Mingyu terdiam sesaat. "Tidak lama."

Wonwoo menatap sang direktur perusahaan Kim dengan tatapan tidak yakin.

"Katakan saja berapa lama. Rasanya lebih mengerikan jika aku tidak tahu perkiraan waktu harus terjebak di sini," rengek Wonwoi. Lensa bola matanya mulai berair, sedikit lagi saja pasti akan mengalir turun dalam satu kedipan mata.

Mingyu tidak tahan melihatnya. Emosi sedikit melandanya, sekelumit kecemasan tertanam di sana memandang wajah cantik wanitanya berekspresi di antara ketakutan dan ingin menangis. Seperti yang kita ketahui, pria itu sedari awal bertemu telah menahan perasaannya.

Kim Mingyu masih dapat merasakan cinta yang meluap-luap terhadap putri tunggal keluarga Jeon, tidak ada yang dapat menggantikan posisi wanita itu sepanjang kehidupan asmaranya. Tanpa berpikir panjang, Mingyu dengan cepat membawa tubuh mungil itu ke dalam rengkuhan protektifnya. Kepalanya menunduk hingga hidung mancungnya menyentuh pundak lembut Wonwoo, menyesap aroma mawar yang selalu merasuki indra penciumannya.

"Dua jam," ucap Mingyu agak teredam dalam perpotongan leher Wonwoo yang terasa menegang ketika dua kata itu terucap.

Mingyu semakin mengeratkan pelukannya, tidak terlalu erat hingga membuat sang wanita tidak terasa sakit namun lebih aliran kenyamanan yang ditimbulkan. Mingyu membelai punggung Wonwoo.

"Hanya dua jam. Dan akan kubuat itu tidak akan terasa lama untukmu, Sayang."

"Apa tidak bisa lebih dipercepat?" suara Wonwoo lebih terdengar gamang.

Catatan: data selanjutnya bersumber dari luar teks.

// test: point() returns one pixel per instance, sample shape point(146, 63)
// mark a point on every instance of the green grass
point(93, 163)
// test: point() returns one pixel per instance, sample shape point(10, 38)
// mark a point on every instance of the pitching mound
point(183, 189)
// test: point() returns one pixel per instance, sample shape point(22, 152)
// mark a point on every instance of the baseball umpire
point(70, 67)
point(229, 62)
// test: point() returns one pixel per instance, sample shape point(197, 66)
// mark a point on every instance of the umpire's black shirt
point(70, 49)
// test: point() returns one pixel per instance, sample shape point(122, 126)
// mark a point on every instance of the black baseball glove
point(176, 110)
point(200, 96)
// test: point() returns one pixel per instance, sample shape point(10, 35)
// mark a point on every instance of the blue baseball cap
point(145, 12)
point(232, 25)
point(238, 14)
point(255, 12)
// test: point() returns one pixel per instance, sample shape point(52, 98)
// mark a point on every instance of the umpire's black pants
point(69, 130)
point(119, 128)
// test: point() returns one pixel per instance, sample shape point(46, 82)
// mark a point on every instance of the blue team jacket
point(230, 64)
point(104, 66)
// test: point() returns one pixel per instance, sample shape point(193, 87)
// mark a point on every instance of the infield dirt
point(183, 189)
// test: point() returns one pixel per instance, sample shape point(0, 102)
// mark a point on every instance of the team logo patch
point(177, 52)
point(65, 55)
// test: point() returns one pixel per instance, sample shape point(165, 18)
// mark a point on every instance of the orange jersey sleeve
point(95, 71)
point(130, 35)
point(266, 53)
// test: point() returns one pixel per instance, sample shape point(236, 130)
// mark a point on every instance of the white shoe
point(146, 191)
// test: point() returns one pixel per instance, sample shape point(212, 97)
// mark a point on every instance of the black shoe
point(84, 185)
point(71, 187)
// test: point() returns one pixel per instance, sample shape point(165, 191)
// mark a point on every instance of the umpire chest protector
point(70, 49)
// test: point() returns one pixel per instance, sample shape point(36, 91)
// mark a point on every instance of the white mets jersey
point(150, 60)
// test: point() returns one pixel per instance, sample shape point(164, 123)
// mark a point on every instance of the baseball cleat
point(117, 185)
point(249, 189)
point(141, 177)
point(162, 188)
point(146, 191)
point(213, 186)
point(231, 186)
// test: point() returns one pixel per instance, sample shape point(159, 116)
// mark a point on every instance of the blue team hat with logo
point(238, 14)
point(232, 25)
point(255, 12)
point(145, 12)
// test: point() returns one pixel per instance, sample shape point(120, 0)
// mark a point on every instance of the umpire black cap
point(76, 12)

Wonwoo masih merasa tidak nyaman walau tak dipungkiri ia senang berada dalam dekapan sang mantan. Walau rasa takut untuk mengungkapkannya secara langsung. Terlebih panggilan khusus untuknya telah kembali. Batin Wonwoo berteriak senang dengan degupan semakin meningkat.

"Itu perkiraan tercepat. Tapi kau tenang saja. Lagipula lampu lift tidak mati, hanya mesinnya saja yang mengalami gangguan untuk bergerak."

" … "

"Aku akan menjagamu, Sayang."

Wonwoo tersenyum kecil, ia dapat merasakan getaran hangat menjalar dari tubuh kekar pria stoic itu. Tangannya yang semula lemas menggantung di kedua sisi tubuhnya kini bergerak perlahan, memeluk balik hingga tubuh keduanya semakin menempel tanpa menyisakan jarak sedikitpun.

Walau hanya dengan kalimat-kalimat singkat, Mingyu dapat memberikan ketenangan pada jiwanya. Layaknya sang pria, Wonwoo sadar, ia masih mencintai pria menyebalkan ini. Wonwoo sadar, ia merindukan tiap perhatian dan sentuhan yang terlampau protektif padanya. Dan ia sangat menyadari bahwa ia menyesal memutuskan hubungan mereka dua tahun lalu.

Hidup dalam puncak karirnya memang menyenangkan namun tak membahagiakannya tanpa adanya seorang pendamping seperti Mingyu.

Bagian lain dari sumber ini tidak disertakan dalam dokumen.